Naia passed away today July 3, 2018. Born May 5th 2012. We have treasured her in our lives and frankly cannot imagine her not here with us. She has been our rock through 6 years of losing so many friends and family. Always there with her endless love and affection. We will miss her more than words can express.


----------



## lloyddobler (Nov 30, 2014)

I'm so very sorry for the loss of Naia. My heart breaks for you. I know what an awful and empty feeling you have right now. It feels like it will never pass, but please know that it will. I hope you have family and friends to take comfort in today and as you go through the coming days. 

She was a very lucky pup to be loved the way you and your family love her and it sounds like you were equally lucky to have her in your life. I am so very sorry and know nothing anyone can say will make it one bit better for now. Just know we are here, we are thinking of you, and we know what you are going through.


----------



## LynnC (Nov 14, 2015)

I am so sorry. She was such a beautiful girl and so so young. May she Rest In Peace and May your family in time find some comfort in all your wonderful memories.


----------



## cwag (Apr 25, 2017)

I am so very sorry for your loss of Naia. She was way too young to have to say good-bye to her but you have taken the best possible care of her.


----------



## 4goldengirls (Jun 10, 2014)

What a beautiful girl. So very sorry for your loss, and at such a young age, although it is never easy.


----------



## Chrislawrence8 (Jun 30, 2018)

I am so sorry for your loss! I can tell she meant alot to you. She was a lucky pup!


----------



## CAROLINA MOM (May 12, 2009)

I'm so very sorry for your loss of your beautiful Naia. 

I added her to the Rainbow Bridge List for 2018.

Run free sweet Naia.


----------



## HenryandOliver (Aug 15, 2013)

My thoughts are with you and I understand. We just lost our 5 year old golden boy a week ago. It is heartbreaking and so much pain. Rest in peace, sweet Naia.


----------



## 1oldparson (Mar 5, 2013)

My thoughts and prayers are with you. Too many gone too young.


----------



## sophieanne (Feb 4, 2014)

I am so sorry for the loss of your beautiful Naia. Too many losses of our beautiful goldens at such a young age. My thoughts and prayers are with you and your family as you go through this difficult time.
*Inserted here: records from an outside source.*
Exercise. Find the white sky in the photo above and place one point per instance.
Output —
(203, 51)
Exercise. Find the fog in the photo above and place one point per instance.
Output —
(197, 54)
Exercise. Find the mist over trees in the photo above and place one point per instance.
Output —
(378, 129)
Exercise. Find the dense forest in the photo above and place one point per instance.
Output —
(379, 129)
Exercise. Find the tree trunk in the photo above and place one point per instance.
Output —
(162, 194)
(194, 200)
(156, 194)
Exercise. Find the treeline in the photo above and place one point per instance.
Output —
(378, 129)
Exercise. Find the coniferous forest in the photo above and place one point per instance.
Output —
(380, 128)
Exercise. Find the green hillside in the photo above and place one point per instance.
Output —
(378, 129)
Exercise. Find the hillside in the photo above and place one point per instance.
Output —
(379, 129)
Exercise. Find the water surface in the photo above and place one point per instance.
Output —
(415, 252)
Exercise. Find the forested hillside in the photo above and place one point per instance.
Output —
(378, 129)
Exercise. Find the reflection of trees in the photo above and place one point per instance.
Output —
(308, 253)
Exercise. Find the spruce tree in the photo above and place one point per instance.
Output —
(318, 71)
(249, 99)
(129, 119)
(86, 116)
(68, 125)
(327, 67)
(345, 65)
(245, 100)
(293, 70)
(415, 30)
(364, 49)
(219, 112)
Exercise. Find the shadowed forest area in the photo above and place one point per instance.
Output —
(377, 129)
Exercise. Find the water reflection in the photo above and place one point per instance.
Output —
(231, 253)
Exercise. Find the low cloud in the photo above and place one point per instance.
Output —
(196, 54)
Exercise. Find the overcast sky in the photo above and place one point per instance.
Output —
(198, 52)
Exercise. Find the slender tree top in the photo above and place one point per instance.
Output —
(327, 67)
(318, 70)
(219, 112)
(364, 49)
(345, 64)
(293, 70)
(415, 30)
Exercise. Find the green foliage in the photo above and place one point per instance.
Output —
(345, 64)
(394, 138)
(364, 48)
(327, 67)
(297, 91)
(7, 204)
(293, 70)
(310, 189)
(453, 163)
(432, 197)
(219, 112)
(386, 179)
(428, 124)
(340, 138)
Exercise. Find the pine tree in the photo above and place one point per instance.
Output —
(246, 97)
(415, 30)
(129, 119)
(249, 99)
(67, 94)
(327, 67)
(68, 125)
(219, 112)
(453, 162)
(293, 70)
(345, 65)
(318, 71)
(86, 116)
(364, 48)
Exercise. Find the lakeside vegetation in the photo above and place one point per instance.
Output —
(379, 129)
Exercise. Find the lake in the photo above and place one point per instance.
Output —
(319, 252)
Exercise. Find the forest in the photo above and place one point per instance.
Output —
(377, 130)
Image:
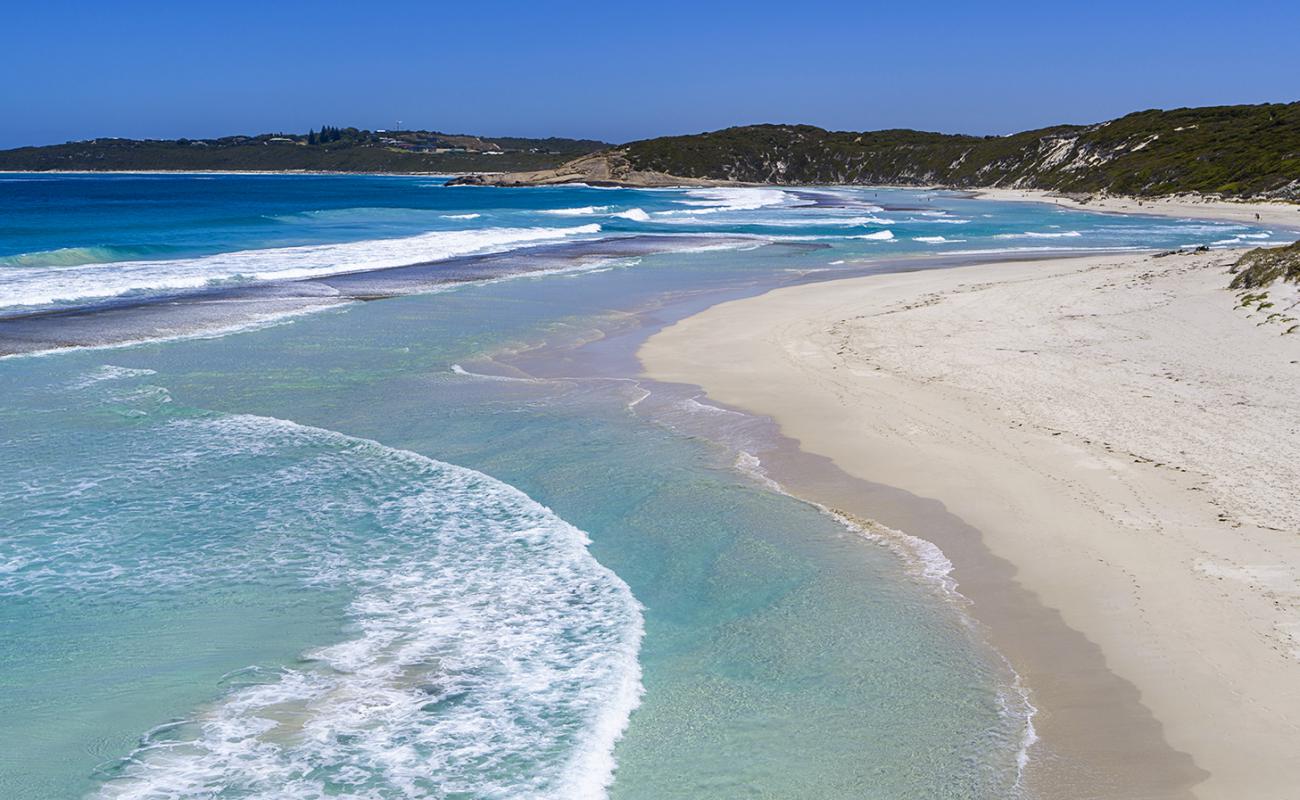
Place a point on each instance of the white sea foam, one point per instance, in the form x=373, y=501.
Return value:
x=585, y=211
x=928, y=562
x=940, y=221
x=728, y=199
x=636, y=215
x=489, y=654
x=1036, y=234
x=51, y=285
x=936, y=240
May all your good memories help you through this.


----------



## sdain31y (Jul 5, 2010)

What a beautiful girl. I’m sorry for your loss.


----------



## Lbiv (May 23, 2018)

I too fully understand your pain and grief., lost my boy to hemangiosarcoma on May 22nd. Such a loss, so upsetting... devastating. One min your life is full the next it’s empty. My heart goes out to you during this painful time.


----------



## brianne (Feb 18, 2012)

I'm so terribly sorry for the loss of your beautiful girl. It just isn't fair.

Wishing you peace and comfort.


----------



## Karen519 (Aug 21, 2006)

*Naia*

I am so very sorry about your sweet girl, Naia. My Smooch and Snobear will watch over her at the Bridge!


----------



## Rusty9294 (Mar 2, 2018)

I am sorry for your loss. I hope it was helpful to have a bit of time to say goodbye to sweet Naia. Perhaps you can find some comfort from good memories and from the condolences offered by family, friends, and this forum's members. It is very sad when our best buddies depart.


----------



## swishywagga (Nov 13, 2012)

I am so very sorry for the loss of your precious Naia.


----------